La ville polonaise a été un changement rafraîchissant pour ceux qui étaient auparavant stationnés dans des pays déchirés par la guerre comme l’Afghanistan. « Par rapport à Bagram [air base], c’est incroyable », a déclaré un mécanicien travaillant pour le sous-traitant américain Amentum, spécialisé dans la maintenance de matériel militaire. “Je peux essayer la bière et la nourriture locales ici.” L’entreprise a réservé un hôtel entier pour ses employés à Rzeszów.
Près de l’aéroport, un centre d’évacuation médicale financé par l’UE a commencé en septembre dernier à envoyer des patients ukrainiens dans des hôpitaux à travers l’Europe, puis à les ramener chez eux après leur traitement. « J’espère qu’on n’aura pas besoin de nous ici plus longtemps, mais je suis également sûr que nous voudrons toujours soutenir l’Ukraine après la fin de la guerre », a déclaré Wojciech Soliński, son coordinateur médical adjoint.

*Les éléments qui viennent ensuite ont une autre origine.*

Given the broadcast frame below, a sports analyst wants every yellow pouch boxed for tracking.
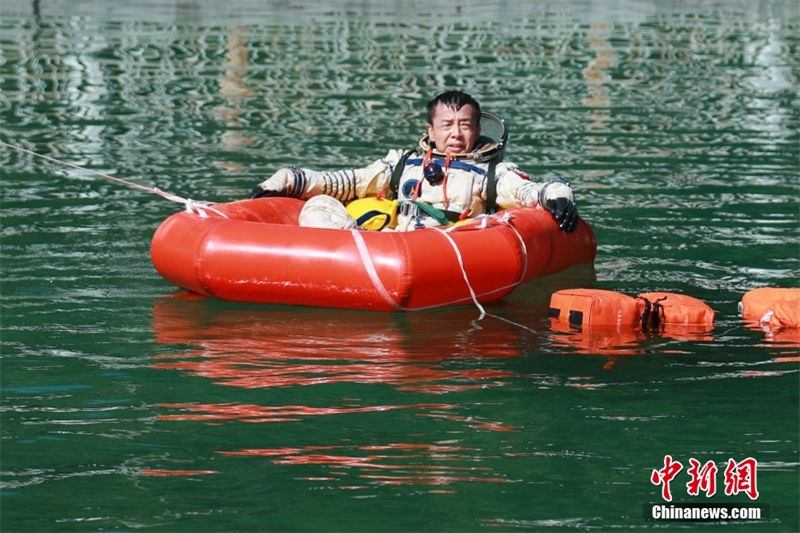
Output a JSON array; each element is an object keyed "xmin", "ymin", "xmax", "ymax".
[{"xmin": 347, "ymin": 197, "xmax": 398, "ymax": 231}]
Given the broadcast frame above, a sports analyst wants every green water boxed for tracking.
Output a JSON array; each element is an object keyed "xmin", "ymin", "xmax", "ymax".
[{"xmin": 0, "ymin": 0, "xmax": 800, "ymax": 532}]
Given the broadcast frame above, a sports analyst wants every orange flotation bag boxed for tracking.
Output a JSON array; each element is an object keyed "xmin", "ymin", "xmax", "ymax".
[
  {"xmin": 550, "ymin": 289, "xmax": 640, "ymax": 329},
  {"xmin": 636, "ymin": 292, "xmax": 714, "ymax": 333},
  {"xmin": 550, "ymin": 289, "xmax": 715, "ymax": 334},
  {"xmin": 739, "ymin": 287, "xmax": 800, "ymax": 331}
]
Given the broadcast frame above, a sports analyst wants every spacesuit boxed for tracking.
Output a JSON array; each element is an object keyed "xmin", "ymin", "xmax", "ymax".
[{"xmin": 251, "ymin": 123, "xmax": 578, "ymax": 231}]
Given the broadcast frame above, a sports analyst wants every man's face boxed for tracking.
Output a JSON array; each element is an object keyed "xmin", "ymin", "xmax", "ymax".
[{"xmin": 428, "ymin": 103, "xmax": 481, "ymax": 154}]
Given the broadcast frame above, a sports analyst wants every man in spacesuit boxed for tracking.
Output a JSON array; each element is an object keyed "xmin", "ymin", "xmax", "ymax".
[{"xmin": 251, "ymin": 91, "xmax": 578, "ymax": 231}]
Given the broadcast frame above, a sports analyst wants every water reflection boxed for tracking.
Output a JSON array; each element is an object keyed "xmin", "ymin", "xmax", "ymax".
[{"xmin": 153, "ymin": 293, "xmax": 531, "ymax": 394}]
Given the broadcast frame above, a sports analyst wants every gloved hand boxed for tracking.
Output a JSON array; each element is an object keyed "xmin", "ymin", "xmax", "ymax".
[
  {"xmin": 250, "ymin": 168, "xmax": 299, "ymax": 198},
  {"xmin": 539, "ymin": 178, "xmax": 578, "ymax": 232}
]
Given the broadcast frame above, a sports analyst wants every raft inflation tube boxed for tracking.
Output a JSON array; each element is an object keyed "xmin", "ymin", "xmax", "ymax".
[
  {"xmin": 739, "ymin": 287, "xmax": 800, "ymax": 342},
  {"xmin": 150, "ymin": 197, "xmax": 597, "ymax": 311}
]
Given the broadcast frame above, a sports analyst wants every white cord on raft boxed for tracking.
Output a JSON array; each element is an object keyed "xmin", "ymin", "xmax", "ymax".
[
  {"xmin": 0, "ymin": 141, "xmax": 228, "ymax": 218},
  {"xmin": 434, "ymin": 228, "xmax": 486, "ymax": 320}
]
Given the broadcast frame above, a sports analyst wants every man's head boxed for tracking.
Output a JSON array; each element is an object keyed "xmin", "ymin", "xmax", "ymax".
[{"xmin": 428, "ymin": 91, "xmax": 481, "ymax": 154}]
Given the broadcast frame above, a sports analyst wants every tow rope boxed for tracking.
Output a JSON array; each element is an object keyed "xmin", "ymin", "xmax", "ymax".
[{"xmin": 0, "ymin": 141, "xmax": 228, "ymax": 218}]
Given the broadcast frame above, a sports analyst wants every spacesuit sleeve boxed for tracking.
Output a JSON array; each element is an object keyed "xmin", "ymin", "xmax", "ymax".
[
  {"xmin": 253, "ymin": 150, "xmax": 402, "ymax": 202},
  {"xmin": 496, "ymin": 163, "xmax": 574, "ymax": 209}
]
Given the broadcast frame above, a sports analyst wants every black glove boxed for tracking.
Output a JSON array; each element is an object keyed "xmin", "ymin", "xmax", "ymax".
[{"xmin": 545, "ymin": 198, "xmax": 578, "ymax": 232}]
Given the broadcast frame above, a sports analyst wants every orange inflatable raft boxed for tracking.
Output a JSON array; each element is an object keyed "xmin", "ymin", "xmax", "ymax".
[{"xmin": 150, "ymin": 197, "xmax": 597, "ymax": 311}]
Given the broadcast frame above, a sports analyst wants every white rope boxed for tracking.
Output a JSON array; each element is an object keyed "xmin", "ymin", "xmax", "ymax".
[
  {"xmin": 0, "ymin": 141, "xmax": 228, "ymax": 218},
  {"xmin": 350, "ymin": 229, "xmax": 405, "ymax": 311},
  {"xmin": 434, "ymin": 228, "xmax": 486, "ymax": 320}
]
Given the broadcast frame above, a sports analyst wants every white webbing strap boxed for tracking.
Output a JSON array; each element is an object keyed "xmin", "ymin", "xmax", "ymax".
[
  {"xmin": 434, "ymin": 228, "xmax": 486, "ymax": 320},
  {"xmin": 350, "ymin": 229, "xmax": 405, "ymax": 311}
]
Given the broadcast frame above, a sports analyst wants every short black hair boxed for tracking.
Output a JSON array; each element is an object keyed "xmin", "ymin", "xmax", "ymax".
[{"xmin": 427, "ymin": 91, "xmax": 481, "ymax": 124}]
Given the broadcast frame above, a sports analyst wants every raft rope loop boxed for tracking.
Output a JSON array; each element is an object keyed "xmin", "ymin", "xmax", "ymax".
[{"xmin": 0, "ymin": 141, "xmax": 228, "ymax": 218}]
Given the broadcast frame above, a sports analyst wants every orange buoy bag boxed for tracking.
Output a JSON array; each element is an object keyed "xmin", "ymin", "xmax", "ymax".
[
  {"xmin": 739, "ymin": 287, "xmax": 800, "ymax": 329},
  {"xmin": 636, "ymin": 292, "xmax": 714, "ymax": 331},
  {"xmin": 550, "ymin": 289, "xmax": 640, "ymax": 328}
]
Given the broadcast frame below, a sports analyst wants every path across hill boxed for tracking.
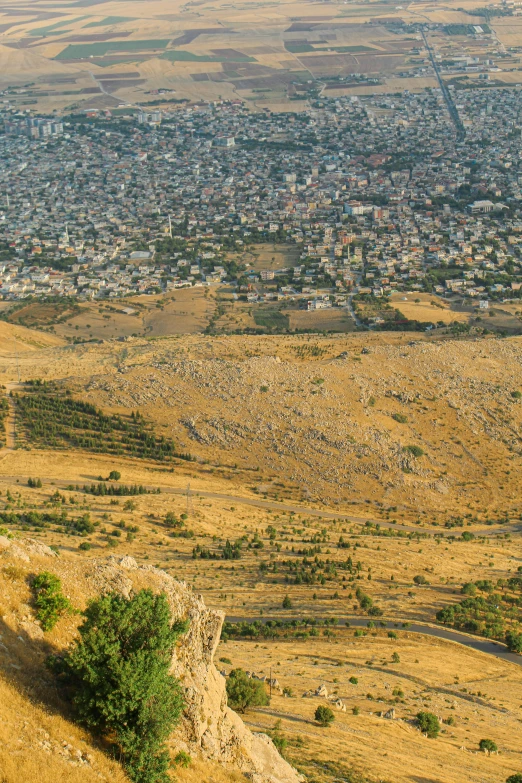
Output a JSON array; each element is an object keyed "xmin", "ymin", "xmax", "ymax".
[{"xmin": 226, "ymin": 615, "xmax": 522, "ymax": 666}]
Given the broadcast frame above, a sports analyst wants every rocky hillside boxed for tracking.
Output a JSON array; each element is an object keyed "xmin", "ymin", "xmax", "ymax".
[
  {"xmin": 4, "ymin": 333, "xmax": 522, "ymax": 521},
  {"xmin": 0, "ymin": 536, "xmax": 300, "ymax": 783},
  {"xmin": 82, "ymin": 335, "xmax": 522, "ymax": 513}
]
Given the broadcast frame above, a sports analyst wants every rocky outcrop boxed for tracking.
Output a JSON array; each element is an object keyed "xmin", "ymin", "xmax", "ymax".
[{"xmin": 0, "ymin": 537, "xmax": 301, "ymax": 783}]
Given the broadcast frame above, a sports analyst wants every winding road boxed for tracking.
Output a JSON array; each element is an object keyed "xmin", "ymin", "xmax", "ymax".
[
  {"xmin": 225, "ymin": 615, "xmax": 522, "ymax": 666},
  {"xmin": 0, "ymin": 475, "xmax": 512, "ymax": 538}
]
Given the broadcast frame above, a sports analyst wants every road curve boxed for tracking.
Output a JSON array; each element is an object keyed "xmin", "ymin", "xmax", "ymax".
[
  {"xmin": 225, "ymin": 615, "xmax": 522, "ymax": 666},
  {"xmin": 0, "ymin": 475, "xmax": 510, "ymax": 537}
]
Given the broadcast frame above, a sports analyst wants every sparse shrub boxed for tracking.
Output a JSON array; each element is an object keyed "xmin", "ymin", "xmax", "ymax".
[
  {"xmin": 314, "ymin": 704, "xmax": 335, "ymax": 727},
  {"xmin": 174, "ymin": 750, "xmax": 192, "ymax": 769},
  {"xmin": 402, "ymin": 446, "xmax": 424, "ymax": 457},
  {"xmin": 479, "ymin": 739, "xmax": 498, "ymax": 754},
  {"xmin": 506, "ymin": 631, "xmax": 522, "ymax": 653},
  {"xmin": 269, "ymin": 720, "xmax": 288, "ymax": 758},
  {"xmin": 32, "ymin": 571, "xmax": 72, "ymax": 631},
  {"xmin": 49, "ymin": 590, "xmax": 187, "ymax": 783},
  {"xmin": 227, "ymin": 669, "xmax": 270, "ymax": 712},
  {"xmin": 417, "ymin": 712, "xmax": 440, "ymax": 739}
]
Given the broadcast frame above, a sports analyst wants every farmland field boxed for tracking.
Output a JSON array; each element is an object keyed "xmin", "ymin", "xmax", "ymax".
[{"xmin": 0, "ymin": 0, "xmax": 512, "ymax": 111}]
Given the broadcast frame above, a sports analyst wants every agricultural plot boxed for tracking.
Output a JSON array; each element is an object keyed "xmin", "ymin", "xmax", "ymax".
[{"xmin": 55, "ymin": 39, "xmax": 169, "ymax": 60}]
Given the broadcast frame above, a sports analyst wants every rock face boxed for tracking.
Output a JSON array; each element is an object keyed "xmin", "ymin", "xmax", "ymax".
[{"xmin": 0, "ymin": 538, "xmax": 302, "ymax": 783}]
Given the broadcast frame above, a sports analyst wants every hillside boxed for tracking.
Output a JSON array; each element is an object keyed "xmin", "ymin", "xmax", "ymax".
[
  {"xmin": 0, "ymin": 327, "xmax": 522, "ymax": 783},
  {"xmin": 6, "ymin": 335, "xmax": 512, "ymax": 519},
  {"xmin": 0, "ymin": 536, "xmax": 298, "ymax": 783}
]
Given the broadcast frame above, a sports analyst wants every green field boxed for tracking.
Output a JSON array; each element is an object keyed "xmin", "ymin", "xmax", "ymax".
[
  {"xmin": 285, "ymin": 41, "xmax": 315, "ymax": 54},
  {"xmin": 252, "ymin": 307, "xmax": 290, "ymax": 330},
  {"xmin": 285, "ymin": 41, "xmax": 378, "ymax": 54},
  {"xmin": 54, "ymin": 38, "xmax": 169, "ymax": 60},
  {"xmin": 162, "ymin": 49, "xmax": 257, "ymax": 63},
  {"xmin": 85, "ymin": 16, "xmax": 136, "ymax": 27}
]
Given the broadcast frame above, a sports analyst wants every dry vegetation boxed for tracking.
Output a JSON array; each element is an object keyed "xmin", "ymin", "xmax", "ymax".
[{"xmin": 0, "ymin": 320, "xmax": 522, "ymax": 783}]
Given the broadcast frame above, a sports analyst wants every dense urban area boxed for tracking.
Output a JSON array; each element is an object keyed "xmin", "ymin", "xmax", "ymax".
[{"xmin": 0, "ymin": 87, "xmax": 522, "ymax": 322}]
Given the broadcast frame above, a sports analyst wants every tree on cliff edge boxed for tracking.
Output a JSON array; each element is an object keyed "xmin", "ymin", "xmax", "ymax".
[{"xmin": 50, "ymin": 590, "xmax": 187, "ymax": 783}]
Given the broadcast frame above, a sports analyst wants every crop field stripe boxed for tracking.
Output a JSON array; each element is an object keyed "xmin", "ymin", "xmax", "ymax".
[
  {"xmin": 27, "ymin": 16, "xmax": 89, "ymax": 37},
  {"xmin": 54, "ymin": 38, "xmax": 170, "ymax": 60},
  {"xmin": 161, "ymin": 50, "xmax": 257, "ymax": 63},
  {"xmin": 85, "ymin": 16, "xmax": 135, "ymax": 27}
]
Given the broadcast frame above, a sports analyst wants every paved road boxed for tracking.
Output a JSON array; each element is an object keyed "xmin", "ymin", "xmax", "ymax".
[
  {"xmin": 226, "ymin": 616, "xmax": 522, "ymax": 666},
  {"xmin": 421, "ymin": 30, "xmax": 466, "ymax": 141},
  {"xmin": 0, "ymin": 475, "xmax": 510, "ymax": 537}
]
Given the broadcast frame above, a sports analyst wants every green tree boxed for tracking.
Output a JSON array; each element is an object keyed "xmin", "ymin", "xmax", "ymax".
[
  {"xmin": 506, "ymin": 631, "xmax": 522, "ymax": 653},
  {"xmin": 227, "ymin": 669, "xmax": 270, "ymax": 712},
  {"xmin": 32, "ymin": 571, "xmax": 72, "ymax": 631},
  {"xmin": 417, "ymin": 712, "xmax": 440, "ymax": 739},
  {"xmin": 50, "ymin": 590, "xmax": 187, "ymax": 783},
  {"xmin": 314, "ymin": 704, "xmax": 335, "ymax": 727}
]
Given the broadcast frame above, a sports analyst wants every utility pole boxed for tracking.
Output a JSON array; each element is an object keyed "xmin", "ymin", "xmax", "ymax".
[{"xmin": 187, "ymin": 483, "xmax": 194, "ymax": 517}]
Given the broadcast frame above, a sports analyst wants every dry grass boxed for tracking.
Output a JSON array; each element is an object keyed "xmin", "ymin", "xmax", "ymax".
[
  {"xmin": 391, "ymin": 293, "xmax": 470, "ymax": 324},
  {"xmin": 224, "ymin": 631, "xmax": 522, "ymax": 783}
]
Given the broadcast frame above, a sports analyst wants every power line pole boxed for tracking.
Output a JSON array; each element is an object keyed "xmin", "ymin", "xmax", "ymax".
[{"xmin": 187, "ymin": 483, "xmax": 194, "ymax": 517}]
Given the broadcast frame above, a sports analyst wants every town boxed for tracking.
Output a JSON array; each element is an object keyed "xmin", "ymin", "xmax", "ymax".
[{"xmin": 0, "ymin": 86, "xmax": 522, "ymax": 323}]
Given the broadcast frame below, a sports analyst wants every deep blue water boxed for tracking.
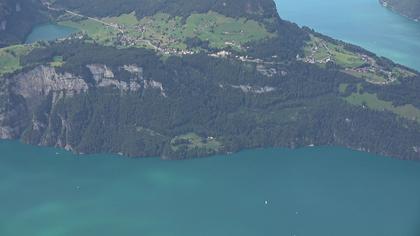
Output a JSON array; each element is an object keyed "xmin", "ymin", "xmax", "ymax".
[
  {"xmin": 0, "ymin": 142, "xmax": 420, "ymax": 236},
  {"xmin": 275, "ymin": 0, "xmax": 420, "ymax": 70},
  {"xmin": 0, "ymin": 0, "xmax": 420, "ymax": 236},
  {"xmin": 25, "ymin": 24, "xmax": 77, "ymax": 43}
]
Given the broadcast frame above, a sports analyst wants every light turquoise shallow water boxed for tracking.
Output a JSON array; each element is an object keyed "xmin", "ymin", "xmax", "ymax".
[
  {"xmin": 275, "ymin": 0, "xmax": 420, "ymax": 70},
  {"xmin": 0, "ymin": 142, "xmax": 420, "ymax": 236},
  {"xmin": 25, "ymin": 24, "xmax": 77, "ymax": 43},
  {"xmin": 7, "ymin": 0, "xmax": 420, "ymax": 236}
]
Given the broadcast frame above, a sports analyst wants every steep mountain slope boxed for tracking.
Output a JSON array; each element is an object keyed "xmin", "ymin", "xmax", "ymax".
[
  {"xmin": 0, "ymin": 0, "xmax": 46, "ymax": 47},
  {"xmin": 0, "ymin": 0, "xmax": 420, "ymax": 159},
  {"xmin": 380, "ymin": 0, "xmax": 420, "ymax": 20}
]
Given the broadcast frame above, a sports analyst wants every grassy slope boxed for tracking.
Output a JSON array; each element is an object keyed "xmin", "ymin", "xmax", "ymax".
[{"xmin": 60, "ymin": 12, "xmax": 274, "ymax": 50}]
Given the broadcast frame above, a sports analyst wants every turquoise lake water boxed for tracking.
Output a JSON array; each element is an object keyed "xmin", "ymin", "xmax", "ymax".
[
  {"xmin": 4, "ymin": 0, "xmax": 420, "ymax": 236},
  {"xmin": 25, "ymin": 24, "xmax": 77, "ymax": 43},
  {"xmin": 275, "ymin": 0, "xmax": 420, "ymax": 70},
  {"xmin": 0, "ymin": 142, "xmax": 420, "ymax": 236}
]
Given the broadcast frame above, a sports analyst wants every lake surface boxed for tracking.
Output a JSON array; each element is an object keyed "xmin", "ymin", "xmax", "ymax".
[
  {"xmin": 25, "ymin": 24, "xmax": 77, "ymax": 43},
  {"xmin": 275, "ymin": 0, "xmax": 420, "ymax": 70},
  {"xmin": 0, "ymin": 141, "xmax": 420, "ymax": 236},
  {"xmin": 4, "ymin": 0, "xmax": 420, "ymax": 236}
]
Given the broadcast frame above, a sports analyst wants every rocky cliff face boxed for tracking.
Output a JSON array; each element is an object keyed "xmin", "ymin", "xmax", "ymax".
[{"xmin": 0, "ymin": 64, "xmax": 167, "ymax": 154}]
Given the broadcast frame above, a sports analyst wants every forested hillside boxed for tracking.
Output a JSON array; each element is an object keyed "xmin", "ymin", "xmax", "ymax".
[{"xmin": 0, "ymin": 0, "xmax": 420, "ymax": 159}]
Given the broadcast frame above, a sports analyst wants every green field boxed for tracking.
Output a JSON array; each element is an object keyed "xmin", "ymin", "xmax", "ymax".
[
  {"xmin": 59, "ymin": 12, "xmax": 275, "ymax": 51},
  {"xmin": 304, "ymin": 35, "xmax": 365, "ymax": 68},
  {"xmin": 183, "ymin": 12, "xmax": 275, "ymax": 49},
  {"xmin": 345, "ymin": 93, "xmax": 420, "ymax": 122},
  {"xmin": 171, "ymin": 133, "xmax": 223, "ymax": 152},
  {"xmin": 58, "ymin": 19, "xmax": 118, "ymax": 46}
]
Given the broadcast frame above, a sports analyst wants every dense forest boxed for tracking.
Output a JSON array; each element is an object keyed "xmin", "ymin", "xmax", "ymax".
[{"xmin": 0, "ymin": 0, "xmax": 420, "ymax": 159}]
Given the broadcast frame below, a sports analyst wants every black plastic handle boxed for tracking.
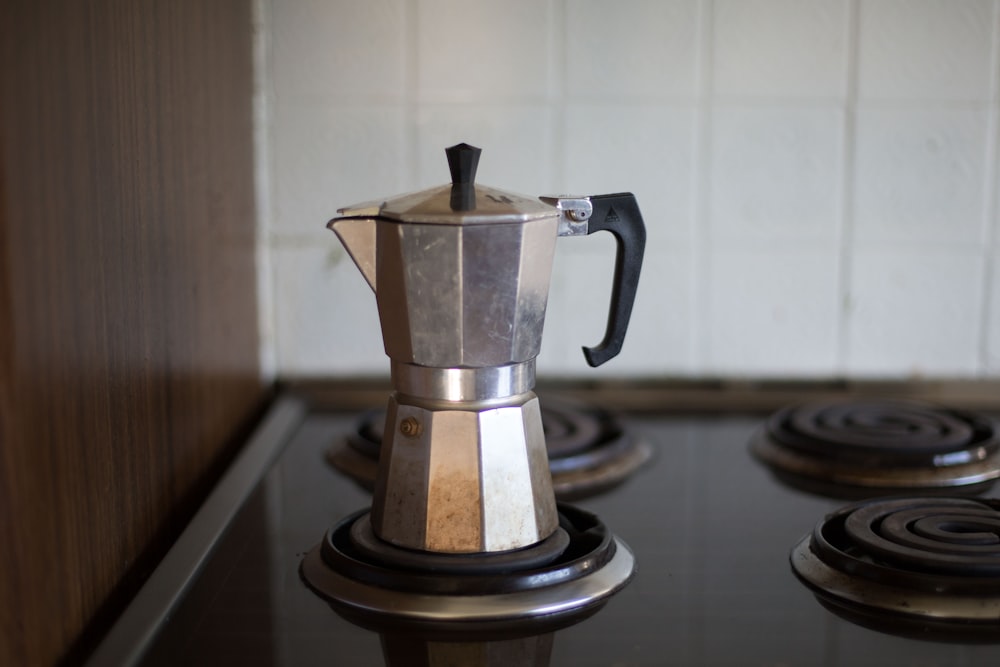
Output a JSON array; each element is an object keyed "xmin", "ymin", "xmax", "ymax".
[{"xmin": 583, "ymin": 192, "xmax": 646, "ymax": 367}]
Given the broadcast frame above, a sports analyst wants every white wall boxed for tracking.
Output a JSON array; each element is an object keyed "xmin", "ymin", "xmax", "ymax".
[{"xmin": 258, "ymin": 0, "xmax": 1000, "ymax": 378}]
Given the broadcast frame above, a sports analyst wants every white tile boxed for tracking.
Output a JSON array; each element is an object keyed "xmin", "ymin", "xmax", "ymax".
[
  {"xmin": 564, "ymin": 0, "xmax": 698, "ymax": 102},
  {"xmin": 416, "ymin": 105, "xmax": 554, "ymax": 195},
  {"xmin": 272, "ymin": 241, "xmax": 389, "ymax": 376},
  {"xmin": 854, "ymin": 109, "xmax": 988, "ymax": 244},
  {"xmin": 538, "ymin": 244, "xmax": 695, "ymax": 379},
  {"xmin": 271, "ymin": 106, "xmax": 411, "ymax": 235},
  {"xmin": 708, "ymin": 108, "xmax": 843, "ymax": 242},
  {"xmin": 417, "ymin": 0, "xmax": 553, "ymax": 102},
  {"xmin": 560, "ymin": 105, "xmax": 696, "ymax": 246},
  {"xmin": 858, "ymin": 0, "xmax": 994, "ymax": 100},
  {"xmin": 847, "ymin": 248, "xmax": 983, "ymax": 377},
  {"xmin": 984, "ymin": 251, "xmax": 1000, "ymax": 370},
  {"xmin": 270, "ymin": 0, "xmax": 406, "ymax": 100},
  {"xmin": 712, "ymin": 0, "xmax": 848, "ymax": 97},
  {"xmin": 704, "ymin": 244, "xmax": 839, "ymax": 377}
]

Vladyslav, un soldat de retour dans son pays natal, s’est arrêté à l’évacuation sanitaire de Rzeszów après avoir été opéré dans un hôpital tchèque d’une main en partie arrachée lors de combats dans l’est de l’Ukraine. « Je ne veux pas être de retour sur la ligne de front, mais je peux peut-être faire autre chose pour aider notre armée », a-t-il déclaré. Lorsqu’on lui a demandé ce qu’il se souviendrait de Rzeszów, il a répondu « les gens et tous les soins qu’ils m’ont prodigués ».
Alors que de nombreux Ukrainiens qui sont venus dans la ville sont allés ailleurs, des dizaines de milliers s’y sont installés, augmentant la population locale jusqu’à 20 %.
En février, Natalia Anpolska s’est échappée avec ses deux enfants de Bakhmut, la ville qui a subi le plus long assaut russe et est devenue un symbole de la résistance ukrainienne. Elle travaillait auparavant pour les chemins de fer de son pays, mais a trouvé un emploi dans un salon de beauté de Rzeszów.
« J’étais très inquiète de ne pas trouver de travail ici, donc ce travail est très important », a-t-elle déclaré. « Je veux toujours rentrer chez moi, mais seulement sans la guerre. »
Alors que les habitants sont fiers d’aider les Ukrainiens, ils luttent également contre le bruit des avions et les fermetures de routes pour faire place aux convois à destination de l’Ukraine. Les prix des terrains ont augmenté de 50 % au cours de l’année écoulée parce que « les promoteurs pensent maintenant aux officiers militaires qui vivront ici pendant les 10 prochaines années ou plus », a déclaré Porada.
Après un verrouillage pandémique, « c’est formidable pour la ville d’avoir tous les hôtels et restaurants pleins », a déclaré Anna Brzechowska-Rębisz, directrice générale de l’office régional du tourisme. « Mais cela ne signifie pas que la guerre apporte des avantages économiques à tout le monde et encourage davantage de touristes à visiter la région en dehors de Rzeszów. »
Certains habitants pensent déjà à être le fer de lance de la reconstruction d’après-guerre de l’Ukraine. Volodomyr Dyba, un Ukrainien qui a fui Donetsk en 2014, a trouvé du travail dans une société de transport de Rzeszów et a créé sa propre fondation l’été dernier pour envoyer des camions d’aide humanitaire en Ukraine.
« Je pense que Rzeszów restera très important après la guerre parce que nous avons toute la logistique pour reconstruire l’Ukraine », a-t-il déclaré.